Memerkuat Ekonomi Domestik
Sekurangnya terdapat tiga masalah serius yang menjadi mimpi buruk perekonomian nasional pada saat ini.
Pertama, lokomotif perekonomian nasional yang semula bertumpu kepada sektor industri (manufaktur) dalam lima tahun terakhir justru menunjukkan kinerja yang makin menurun, baik dilihat dari tren pertumbuhan maupun kontribusinya terhadap PDB. Pada 2005 kontribusi sektor industri terhadap PDB masih di kisaran 28%, namun pada 2010 lalu melorot menjadi 24%. Subsektor industri, seperti tekstil, alas kaki, kulit, elektronika, kayu olahan, dan lain-lain mulai menurun pertumbuhannya dan tentu saja penetrasi ekspornya juga melemah. Gejala deindustrialisasi ini bermasalah tidak hanya dari aspek domestik (penurunan kesempatan kerja), tapi juga kesempatan untuk bersaing di pasar global. Jika problem ini tidak dapat diatasi dalam waktu singkat, maka Indonesia akan kehilangan peluru di pasar global.
Kedua, konektivitas dan daya dukung ekonomi domestik masih rawan akibat tidak ada kebijakan yang terpadu untuk menciptakan daya saing ekonomi. Pasar ekonomi domestik masih terpecah-pecah (fragmented), yang sebagian disebabkan oleh ketersediaan infrastruktur yang tidak memadai. Pergerakan barang/jasa antardaerah tidak bisa mulus karena prasarana jalan dan pelabuhan yang tidak mendukung. Realitas ini tidak hanya mengganggu proses produksi, tetapi yang lebih penting juga menyebabkan masalah distribusi. Ditambah dengan persoalan kelangkaan listrik, energi yang kian mahal, pungutan liar, dan aneka masalah lain menyebabkan ekonomi nasional dijangkiti penyakit ekonomi biaya tinggi.

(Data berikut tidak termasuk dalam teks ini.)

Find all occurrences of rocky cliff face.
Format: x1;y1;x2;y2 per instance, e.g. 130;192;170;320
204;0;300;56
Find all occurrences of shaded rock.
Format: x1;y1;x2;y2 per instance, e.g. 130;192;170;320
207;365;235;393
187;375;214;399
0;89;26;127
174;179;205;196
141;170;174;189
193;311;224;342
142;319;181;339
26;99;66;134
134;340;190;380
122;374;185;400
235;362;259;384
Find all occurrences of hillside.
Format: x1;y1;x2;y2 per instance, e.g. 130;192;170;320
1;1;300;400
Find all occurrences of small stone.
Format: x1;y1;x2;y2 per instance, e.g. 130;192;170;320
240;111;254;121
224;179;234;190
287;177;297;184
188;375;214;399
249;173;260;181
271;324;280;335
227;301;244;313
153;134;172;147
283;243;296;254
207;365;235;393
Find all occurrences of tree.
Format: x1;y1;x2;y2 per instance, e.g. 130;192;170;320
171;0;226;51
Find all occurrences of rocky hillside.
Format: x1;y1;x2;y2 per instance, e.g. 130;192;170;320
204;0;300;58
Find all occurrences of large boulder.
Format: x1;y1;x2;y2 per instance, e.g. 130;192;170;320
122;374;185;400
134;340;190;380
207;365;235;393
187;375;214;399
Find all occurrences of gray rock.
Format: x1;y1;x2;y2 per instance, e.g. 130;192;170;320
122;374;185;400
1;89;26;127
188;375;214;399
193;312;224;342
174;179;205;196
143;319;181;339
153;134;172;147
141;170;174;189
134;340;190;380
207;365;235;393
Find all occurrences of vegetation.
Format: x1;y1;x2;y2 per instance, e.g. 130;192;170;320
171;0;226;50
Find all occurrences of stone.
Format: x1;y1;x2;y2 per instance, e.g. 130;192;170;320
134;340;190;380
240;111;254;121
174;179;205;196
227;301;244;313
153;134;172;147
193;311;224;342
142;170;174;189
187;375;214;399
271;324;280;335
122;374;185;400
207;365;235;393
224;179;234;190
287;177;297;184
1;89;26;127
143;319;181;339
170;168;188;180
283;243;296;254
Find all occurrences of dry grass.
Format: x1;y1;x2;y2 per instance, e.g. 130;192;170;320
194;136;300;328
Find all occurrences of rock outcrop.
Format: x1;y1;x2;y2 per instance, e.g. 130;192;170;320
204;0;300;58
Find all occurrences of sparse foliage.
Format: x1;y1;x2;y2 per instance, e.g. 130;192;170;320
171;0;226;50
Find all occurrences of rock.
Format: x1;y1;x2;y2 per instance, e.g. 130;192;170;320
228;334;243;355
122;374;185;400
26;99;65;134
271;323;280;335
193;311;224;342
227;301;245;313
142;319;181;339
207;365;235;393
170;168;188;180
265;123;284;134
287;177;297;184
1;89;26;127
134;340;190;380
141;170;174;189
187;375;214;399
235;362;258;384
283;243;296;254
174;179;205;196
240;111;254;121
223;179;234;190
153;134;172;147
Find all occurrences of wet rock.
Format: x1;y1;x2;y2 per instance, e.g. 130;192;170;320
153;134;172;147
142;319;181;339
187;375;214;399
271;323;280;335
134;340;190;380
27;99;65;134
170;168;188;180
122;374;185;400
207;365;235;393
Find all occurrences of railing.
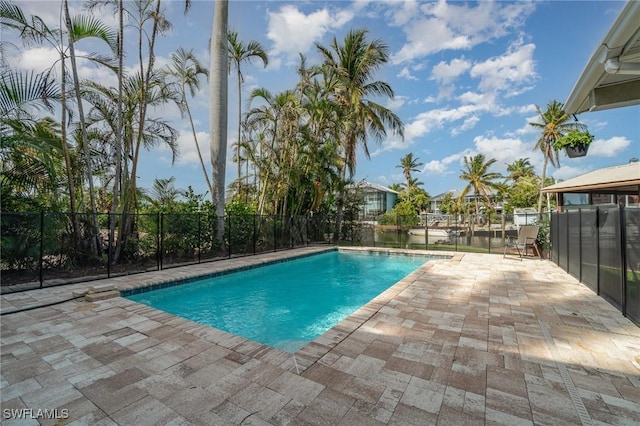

Seluruh kondisi itu pasti akan memberatkan produk/jasa Indonesia bersaing di pasar internasional, khususnya di Asean, jika nantinya pasar tunggal itu benar-benar direalisasikan pada 2015.
Ketiga, iklim investasi di Indonesia tidak kunjung membaik karena aspek-aspek penunjang terpenting dari iklim investasi tersebut, yakni pemerintahan yang bersih dan efisien, kepastian hukum, infrastruktur yang bagus, perizinan yang sederhana dan murah, pembebasan lahan yang cepat dan pasti, dan jaminan hak kepemilikan belum mengalami perbaikan yang berarti. Jaminan hak kepemilikan di Indonesia masih yang terburuk di Asia, perizinan masih mahal dan lama (di Asean hanya lebih bagus ketimbang Laos dan Filipina), korupsi terburuk di Asean, dan pembebasan lahan menjadi ganjalan serius bagi investor untuk menanamkan modalnya. Serangkaian masalah iklim investasi itu menyebabkan potensi ekonomi Indonesia yang luar biasa besar menjadi hilang begitu saja karena tertekan dengan soal-soal tersebut. Pemerintah memang sudah berjuang untuk mengatasinya, tapi hasilnya masih minim sampai hari ini.